Hello, Freunde der Religionen,

wer von Religion spricht, wenn er über Religionen sprechen will, sollte über Religion schweigen. Es gibt keine Gattung Religion. Es gibt Religionen, die so unterschiedlich sind wie Faschismus und Demokratie.

Religion wird zumeist mit Rückbindung übersetzt. Wer sich vorwärts oder rückwärts bindet, ist auch gebunden. Wer sich an einen Gott bindet, der sich seiner Urteilsbildung entzieht, hat sich in die Gefangenschaft dieses Gottes begeben. Da dieser Gott die Projektion des Menschen ist, hat dieser sich in seine eigene Gefangenschaft begeben.

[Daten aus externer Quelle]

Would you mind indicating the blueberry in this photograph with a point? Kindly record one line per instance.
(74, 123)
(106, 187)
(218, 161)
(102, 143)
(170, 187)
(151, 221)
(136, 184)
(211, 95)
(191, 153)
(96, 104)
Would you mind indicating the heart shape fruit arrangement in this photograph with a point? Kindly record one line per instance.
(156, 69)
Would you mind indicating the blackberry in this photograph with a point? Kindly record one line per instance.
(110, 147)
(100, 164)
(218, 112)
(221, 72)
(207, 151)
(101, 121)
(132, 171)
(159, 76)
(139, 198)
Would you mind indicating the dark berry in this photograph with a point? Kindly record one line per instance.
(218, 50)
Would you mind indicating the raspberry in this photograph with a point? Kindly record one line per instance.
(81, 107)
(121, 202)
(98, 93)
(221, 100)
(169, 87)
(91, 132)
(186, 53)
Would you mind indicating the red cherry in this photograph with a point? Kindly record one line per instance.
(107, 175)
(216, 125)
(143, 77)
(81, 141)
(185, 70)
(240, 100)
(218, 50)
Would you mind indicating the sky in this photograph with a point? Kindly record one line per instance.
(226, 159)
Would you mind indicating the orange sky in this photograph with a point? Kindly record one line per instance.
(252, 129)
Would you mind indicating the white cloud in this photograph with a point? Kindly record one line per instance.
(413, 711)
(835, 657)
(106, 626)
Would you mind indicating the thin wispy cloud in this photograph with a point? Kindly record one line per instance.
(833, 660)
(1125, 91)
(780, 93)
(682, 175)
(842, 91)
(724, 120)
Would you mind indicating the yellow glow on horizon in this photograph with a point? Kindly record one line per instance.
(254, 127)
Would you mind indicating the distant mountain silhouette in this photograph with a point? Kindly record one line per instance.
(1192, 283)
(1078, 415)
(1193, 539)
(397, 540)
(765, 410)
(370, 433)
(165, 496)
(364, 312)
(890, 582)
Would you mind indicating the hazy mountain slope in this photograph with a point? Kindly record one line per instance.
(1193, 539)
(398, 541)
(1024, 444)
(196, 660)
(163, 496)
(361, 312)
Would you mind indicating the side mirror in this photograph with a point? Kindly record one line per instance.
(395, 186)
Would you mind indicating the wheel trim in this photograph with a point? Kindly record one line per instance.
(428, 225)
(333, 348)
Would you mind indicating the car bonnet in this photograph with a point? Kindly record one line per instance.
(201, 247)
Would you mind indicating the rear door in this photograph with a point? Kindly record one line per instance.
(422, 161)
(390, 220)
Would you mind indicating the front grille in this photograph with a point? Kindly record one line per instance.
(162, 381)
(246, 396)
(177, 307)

Er missbraucht einen Gott, seine eigene Erfindung, um sich mit Hilfe einer Bindung – von sich selbst zu befreien.

Diesen verzwickten Vorgang nennen Theologen Erlösung. Doch sie entlarven den Vorgang nicht als das, was er ist: eine menschliche Tat, die sich selbst nicht versteht. Freiheit in Bindung, das war lange die Lieblingsfloskel christlicher Demokraten, die der neu gewonnenen Freiheit misstrauten und lieber gebunden als frei sein wollten.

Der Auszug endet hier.